= Margaret Hartman Markoe Bache =

American printer and editor

Margaret Hartman Markoe (Markøe) Bache (Note: She is also known as Margaret Bache, Margaret Duane, and Margaret Hartman Markoe Bache Duane) (/ˈbiːtʃ/ BEECH; November 7, 1770 – May 28, 1836) was an American printer and editor. Born in Saint Croix, then part of the Danish West Indies, she was raised in Philadelphia. Bache ran the Aurora newspaper with her first and second husbands, Benjamin Franklin Bache and William Duane. It survived attempts at its demise through the period leading up to the American Revolutionary War and became a leading newspaper in the United States, covering local, national and international news.

==Personal life==
Born November 7, 1770 in Saint Croix, Margaret Hartman Markoe (Markøe in Danish) was the daughter of Elizabeth Hartman and Francis Markoe. Her parents had emigrated from Denmark to St. Croix, where they had a sugar plantation, Clifton Hill estate. After her father's death, likely in the late 1770s, she and her mother emigrated to Philadelphia. They lived in a large mansion of her uncle Abraham Markoe, who was a successful merchant. Shortly after they moved to Philadelphia, Elizabeth married Adam Kuhn, a physician. Elizabeth died in 1790.
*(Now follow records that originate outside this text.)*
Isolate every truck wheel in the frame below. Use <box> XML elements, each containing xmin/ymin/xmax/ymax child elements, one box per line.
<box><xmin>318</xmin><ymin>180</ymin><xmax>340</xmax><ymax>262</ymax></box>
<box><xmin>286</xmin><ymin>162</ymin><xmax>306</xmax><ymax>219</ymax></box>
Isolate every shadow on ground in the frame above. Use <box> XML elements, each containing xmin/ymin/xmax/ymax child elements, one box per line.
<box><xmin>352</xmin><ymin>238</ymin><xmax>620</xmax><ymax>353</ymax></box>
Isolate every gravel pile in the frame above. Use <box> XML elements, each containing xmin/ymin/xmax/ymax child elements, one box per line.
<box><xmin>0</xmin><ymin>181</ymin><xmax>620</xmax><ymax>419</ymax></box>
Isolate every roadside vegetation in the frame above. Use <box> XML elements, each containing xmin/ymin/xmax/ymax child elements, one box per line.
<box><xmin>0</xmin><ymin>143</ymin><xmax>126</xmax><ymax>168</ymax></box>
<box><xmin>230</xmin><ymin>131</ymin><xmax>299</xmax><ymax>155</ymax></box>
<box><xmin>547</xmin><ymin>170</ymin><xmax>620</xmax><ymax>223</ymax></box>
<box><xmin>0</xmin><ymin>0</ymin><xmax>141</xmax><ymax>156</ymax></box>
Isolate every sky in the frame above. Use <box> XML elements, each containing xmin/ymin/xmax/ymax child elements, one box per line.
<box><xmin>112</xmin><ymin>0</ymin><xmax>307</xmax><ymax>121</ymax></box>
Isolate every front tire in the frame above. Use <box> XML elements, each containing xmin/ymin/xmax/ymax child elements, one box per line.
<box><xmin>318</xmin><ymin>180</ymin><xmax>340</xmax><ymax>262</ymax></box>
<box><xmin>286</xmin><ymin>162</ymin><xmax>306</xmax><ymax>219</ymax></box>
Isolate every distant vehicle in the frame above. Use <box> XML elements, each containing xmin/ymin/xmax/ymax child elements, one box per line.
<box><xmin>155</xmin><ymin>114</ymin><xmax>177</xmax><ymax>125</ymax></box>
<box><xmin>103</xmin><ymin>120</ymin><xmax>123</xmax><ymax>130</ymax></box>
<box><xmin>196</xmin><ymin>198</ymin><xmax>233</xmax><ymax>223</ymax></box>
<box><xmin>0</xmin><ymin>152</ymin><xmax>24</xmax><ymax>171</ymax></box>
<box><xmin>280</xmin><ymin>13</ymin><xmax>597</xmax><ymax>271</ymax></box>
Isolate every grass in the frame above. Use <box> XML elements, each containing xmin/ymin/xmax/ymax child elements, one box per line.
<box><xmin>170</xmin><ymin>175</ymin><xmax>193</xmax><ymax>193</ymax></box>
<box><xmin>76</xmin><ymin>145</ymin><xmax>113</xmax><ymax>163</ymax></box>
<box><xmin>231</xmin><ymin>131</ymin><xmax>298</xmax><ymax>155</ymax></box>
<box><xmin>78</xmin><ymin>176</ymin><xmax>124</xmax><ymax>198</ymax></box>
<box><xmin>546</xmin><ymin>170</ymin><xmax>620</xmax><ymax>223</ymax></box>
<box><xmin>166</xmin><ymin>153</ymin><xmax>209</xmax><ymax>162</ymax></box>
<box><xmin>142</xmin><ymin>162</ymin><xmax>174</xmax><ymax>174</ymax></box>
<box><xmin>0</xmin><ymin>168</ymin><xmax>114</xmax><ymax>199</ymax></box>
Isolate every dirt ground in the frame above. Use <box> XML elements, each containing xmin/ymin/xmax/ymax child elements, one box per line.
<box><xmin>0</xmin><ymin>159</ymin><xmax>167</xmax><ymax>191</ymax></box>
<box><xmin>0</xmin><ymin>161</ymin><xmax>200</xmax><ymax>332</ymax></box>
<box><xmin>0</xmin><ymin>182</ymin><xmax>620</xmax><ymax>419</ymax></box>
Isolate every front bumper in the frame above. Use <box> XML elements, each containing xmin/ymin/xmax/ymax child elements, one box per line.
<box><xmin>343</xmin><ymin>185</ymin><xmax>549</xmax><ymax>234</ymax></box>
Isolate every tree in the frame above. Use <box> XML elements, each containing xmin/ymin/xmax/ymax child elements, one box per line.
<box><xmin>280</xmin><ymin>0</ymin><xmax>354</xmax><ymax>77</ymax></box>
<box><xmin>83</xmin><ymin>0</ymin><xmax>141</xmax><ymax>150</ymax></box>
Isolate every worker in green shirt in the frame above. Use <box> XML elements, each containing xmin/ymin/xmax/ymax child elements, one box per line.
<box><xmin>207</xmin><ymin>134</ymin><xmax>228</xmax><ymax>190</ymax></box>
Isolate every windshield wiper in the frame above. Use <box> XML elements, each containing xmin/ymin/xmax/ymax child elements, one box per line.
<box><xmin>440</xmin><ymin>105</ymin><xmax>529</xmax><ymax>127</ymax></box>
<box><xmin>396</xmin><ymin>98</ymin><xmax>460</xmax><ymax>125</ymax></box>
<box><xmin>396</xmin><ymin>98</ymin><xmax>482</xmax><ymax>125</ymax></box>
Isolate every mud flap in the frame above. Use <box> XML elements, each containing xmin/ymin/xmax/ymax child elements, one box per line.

Bache met Benjamin Franklin "Benny" Bache, an "eager suitor" in 1788. In November 1791, they married and she moved into 322 Market Street. In 1792, they moved to 112 High Street in Philadelphia. They had their fourth child, Hartman Bache, in September 1798. Benny contracted yellow fever about the same time and died on September 8, 1798.

Bache and fellow journalist William Duane, hired by Benny before his death, were married at the Christ Church in Philadelphia on June 28, 1800. They lived at 316 Market Street some time after their union. After 25 years of marriage, Bache told Thomas Jefferson in 1824 that she had the qualities of "a Roman matron".

==Printer and publisher==
Bache worked with her husband operating the Aurora newspaper and his printing business. In the events leading up to the American Revolution, Benny's life became more dangerous as he delved into political controversies, like the Jay Treaty. Benny campaigned against the treaty across New England, during which Dr. Michael Leib, a family friend, ran their business. Considered among the Jeffersonian "radicals", they experienced slandering from the federalist press, and shunned by some, including family members. William Cobbett's newspaper, Porcupine's Gazette was particularly defamatory.

Following Benny's death in 1798, Bache became owner and operator of the newspaper and printing business. William Duane, who was hired to help run the business, was hired by Benny prior to his death. Although challenged by competitors, threatened strikes by the paper's pressmen and compositors, and attempts to buy off the Aurora, it grew in coverage and in size. It was expanded to include more national and international news and became the "leading newspaper in the United States.